I racked my last mead (Mambo Melomel) of this year tonight from the primary to secondary. I like to use chopped dried fruit in my must to add flavor and yeast nutrients and thought I would share my racking technique. I know Hippie and other would say "just use a straining bag" but I like the idea of letting the fruit be free in the must to do it's thang!


The funnel has a screen insert and I use a small spoon to scrape the fruit and other solids off the screen to get all the liquid.


http://www.finevinewines.com/ProdDet.asp?PartNumber=4704


My boy Hunter is the next generation vintner here at Valley Brew!

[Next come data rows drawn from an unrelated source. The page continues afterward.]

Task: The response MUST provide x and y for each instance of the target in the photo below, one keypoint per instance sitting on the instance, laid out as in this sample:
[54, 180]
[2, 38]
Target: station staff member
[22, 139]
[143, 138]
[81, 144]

Spoon this fruit over your cereal in the morning!


----------



## bilbo-in-maine (Oct 24, 2005)

Does Hunter join Dad for morning cereal with fruit? Lucky boy! 

Just curious about the oxygen effect from the free-fall into the carboy. Is 
oxygenation ok at this stage, or is mead different from wine in that regard?

This is great seeing the photos - keep them coming.

Bill


----------



## Angell Wine (Oct 24, 2005)

please don't take offense when i say this, but your son look like he was about to cry, like "daddy I don't want my picture taken." I have a son that is 5 years old and I've seen that look before. I couldn't help but laugh. You do have good looking boy there.


----------



## masta (Oct 24, 2005)

Great question Bill...the aeration at this stage is ok for the mead since the time exposure is small and the fermentation is still quite active (SG 1.020) so any air will be forced out with the along with the escaping CO2.


----------



## Hippie (Oct 24, 2005)

Looks good to me! I have used the same method lots of times myself, Masta. Even with a straining bag, the must will clog up the screen.


----------



## bilbo-in-maine (Oct 25, 2005)

Given what you said in another thread about the relative densities of CO2 
and oxygen, it makes a lot of sense, especially if the must is still so 
active. Cleaning and drying the funnel appeals more than all the fuss 
involved with properly cleaning and drying the transfer hose. Thanks for 
sharing the method.
Bill


----------



## Waldo (Oct 25, 2005)

Now I just gotta know Masta how the heck did all dat fruit come through dat spigget on de fermenter


----------



## masta (Oct 25, 2005)

It didn't I poured it out to get all the liquid!


----------



## Waldo (Oct 27, 2005)

I knew that, just kidding. So how long could you keep that fruit in the fridge for other uses..like on cereal. I bet it would be good in a fruit salad to


----------



## masta (Oct 27, 2005)

Actually it smells kind of nasty and I think that is why Hunter was making that face!


----------



## bilbo-in-maine (Oct 27, 2005)

Yeah, but if you want to see some alcohol-challenged flying insects, just 
put it out in the compost...


----------



## Harry (Oct 27, 2005)

Try it on some icecream ummm






Harry


----------